Philippe Van Parijs: "La Wallonie et la Flandre pissent sur Bruxelles pour y marquer leur territoire"

Pierre Jassogne
Philippe Van Parijs dans sa bibliothèque, Bruxelles. (Photo: Pierre Jassogne, février 2013)
Philippe Van Parijs dans sa bibliothèque, Bruxelles. (Photo: Pierre Jassogne, février 2013)

C'est chez lui, à deux pas du Berlaymont, le siège de la Commission européenne à Bruxelles, que nous avons rencontré cet intellectuel écouté au nord comme au sud du pays. Et il n'y va pas par quatre chemins lorsqu'il évoque l'enseignement des langues dans les écoles francophones de Bruxelles, l'absence de décideurs politiques francophones spécialisés sur les questions bruxelloises, et d'autres choses encore.

Philippe Van Parijs dans sa bibliothèque, Bruxelles. (Photo: Pierre Jassogne, février 2013)
Philippe Van Parijs dans sa bibliothèque, Bruxelles. (Photo: Pierre Jassogne, février 2013)

Dans le livre et recueil de textes “Good morning Belgium”, vous consacrez un article à la région de Bruxelles-Capitale. Vous y évoquez un élément interpellant en matière d’apprentissage des langues. Selon vous, on n'a jamais autant que maintenant appris le néerlandais dans la capitale: il y a plus de jeunes Bruxellois ayant appris le néerlandais que de jeunes Bruxellois ayant appris le français. Un paradoxe, alors qu'on ne cesse de dire que Bruxelles est en train de se "déflamandiser"

"Pourtant, on ne devrait pas être étonné.
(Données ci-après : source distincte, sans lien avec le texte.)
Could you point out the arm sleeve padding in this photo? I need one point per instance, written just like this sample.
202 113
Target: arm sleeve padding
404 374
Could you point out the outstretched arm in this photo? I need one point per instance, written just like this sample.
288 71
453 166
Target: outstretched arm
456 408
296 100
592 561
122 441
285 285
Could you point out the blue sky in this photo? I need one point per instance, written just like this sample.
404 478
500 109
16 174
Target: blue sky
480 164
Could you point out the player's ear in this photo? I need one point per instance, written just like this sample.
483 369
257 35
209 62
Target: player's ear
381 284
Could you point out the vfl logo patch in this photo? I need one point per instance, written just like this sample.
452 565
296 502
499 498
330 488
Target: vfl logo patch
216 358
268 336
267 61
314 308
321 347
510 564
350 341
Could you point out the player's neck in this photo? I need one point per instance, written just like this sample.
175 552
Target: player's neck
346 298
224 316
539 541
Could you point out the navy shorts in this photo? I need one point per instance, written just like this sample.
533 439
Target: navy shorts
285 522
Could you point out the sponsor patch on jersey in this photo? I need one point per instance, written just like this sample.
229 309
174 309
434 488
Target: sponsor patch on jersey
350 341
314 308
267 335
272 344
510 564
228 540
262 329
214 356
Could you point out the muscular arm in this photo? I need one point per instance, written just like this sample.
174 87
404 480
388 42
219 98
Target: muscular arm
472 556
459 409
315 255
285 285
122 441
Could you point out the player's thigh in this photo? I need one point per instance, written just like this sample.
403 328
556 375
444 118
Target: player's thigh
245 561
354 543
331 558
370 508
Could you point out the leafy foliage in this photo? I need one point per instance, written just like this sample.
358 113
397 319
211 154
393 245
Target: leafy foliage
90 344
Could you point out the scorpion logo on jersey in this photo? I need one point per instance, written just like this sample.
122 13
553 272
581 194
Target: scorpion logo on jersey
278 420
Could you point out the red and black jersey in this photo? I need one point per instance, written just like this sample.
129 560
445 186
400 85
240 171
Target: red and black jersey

Il y a deux tendances qui continuent à se dérouler : la première, c'est la perte relative de prestige du français au profit de l'anglais, la langue la mieux connue actuellement parmi les jeunes Flamands. Aujourd'hui, les francophones belges ne peuvent plus compter sur le fait qu'une majorité de personnes en Flandre parle le français, ni même penser que cela n'a aucun sens d'apprendre le néerlandais. La deuxième tendance, c'est que depuis 40 ans, le PIB par tête est considérablement plus élevé en Flandre qu'en Wallonie, d'où l'importance du néerlandais pour avoir un accès à l'emploi. Surtout à Bruxelles où se déplace pas mal d'emploi vers la périphérie.

Les gens ont pris conscience de ces deux tendances. A commencer par l'élite bruxelloise francophone qui essaie d'inculquer à ses enfants l'apprentissage du néerlandais. Il reste une difficulté à surmonter, notamment auprès des jeunes d'origine étrangère pour qu'ils cessent de considérer le mot “flamand” comme la pire insulte au monde. Ce mépris vis-à-vis du néerlandais est dramatique pour ces jeunes qui ont, en plus de cela, de grosses difficultés pour accéder à l'emploi."

Pourtant, on dirait que les politiques n'ont pas conscience du constat que vous tirez.

Le taux de chômage à Bruxelles? Cherchez du côté de l'inaptitude linguistique des jeunes qui vont dans l'enseignement francophone

"Non seulement les politiques n'en ont pas conscience, mais je trouve la négligence à l'égard de l'importance du néerlandais à Bruxelles de la part des responsables de l'enseignement en Communauté française totalement dramatique pour les jeunes Bruxellois. La preuve, c'est cette controverse en raison de l'introduction d'un test identique de langue en fin de 2e secondaire identiques aux Wallons et aux Bruxellois alors que ces derniers étudient le néerlandais deux ans avant eux.

Le drame là-dedans, c'est l'injustice à l'égard des jeunes Bruxellois à qui on ne va rien demander de plus que ce qu'on demande aux jeunes Wallons. Comme si l'importance d'apprendre le néerlandais n'était pas massivement plus grande et importante pour l'accès à l'emploi à Bruxelles que ça ne l'est à Philippeville, Seraing ou Bastogne. Personnellement, je trouve cela scandaleux à l'égard des jeunes Bruxellois dont on saccage l'avenir pour le confort des petits Wallons qui viendraient s'installer à Bruxelles."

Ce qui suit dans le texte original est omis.